# idea for new site



## inkfashion (Jul 28, 2015)

hey people gonne build a new site and got 2 qeustions

first one is what u think of the domein and name i bhought.
tlcollections.nl/com/eu ect. (timeless collections) there wil be sold 3 diferent brands on it for now and wil do some dropshipping 2 of the brands i print myself.

than i wanne start building tomorrow opinions on what are good theme's for this kind of sites?

thankyou people
enjoy your holiday!


----------



## Embroidthis2200 (May 30, 2008)

I use a TL collections to get payment on bad checks, Just my opinion.


----------



## jannatul31 (Feb 20, 2014)

If you not doing any local business then buying the .com domain is the best choice.
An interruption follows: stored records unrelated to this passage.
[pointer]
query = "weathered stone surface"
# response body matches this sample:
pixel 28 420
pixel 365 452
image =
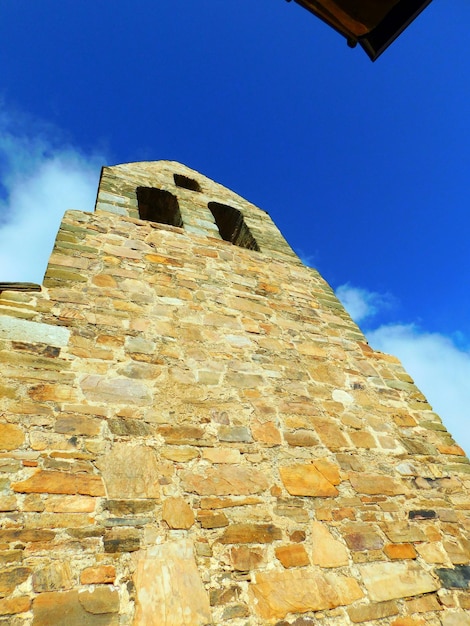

But if your service is for any specific region then you should buy a domain related to that region like .co.uk for UK based business.


----------



## David09 (Oct 2, 2015)

Agreed with jannatul


----------



## JosephRegan90 (Dec 26, 2015)

nextone store theme's is best for you..


----------



## brandonlaura (Dec 26, 2015)

I suggest you to buy .com domain however for the layout you have to go for e-commerce layout for your website because it suits your business


----------



## jannatul31 (Feb 20, 2014)

David09 said:


> Agreed with jannatul


Thanks and I am thinking this for my own business as well!


----------



## gnizitigid (Jan 23, 2007)

First if you want to run your business in .nl, than buy .nl domain. here are some themes 10+ WordPress Fashion Themes | ThemeForest


----------



## tuanbaby (Jul 10, 2020)

To build a new website, you need to make beautiful content and products


----------



## JohnDeco (Mar 2, 2020)

Shopkeeper - best theme for eCommerce store


----------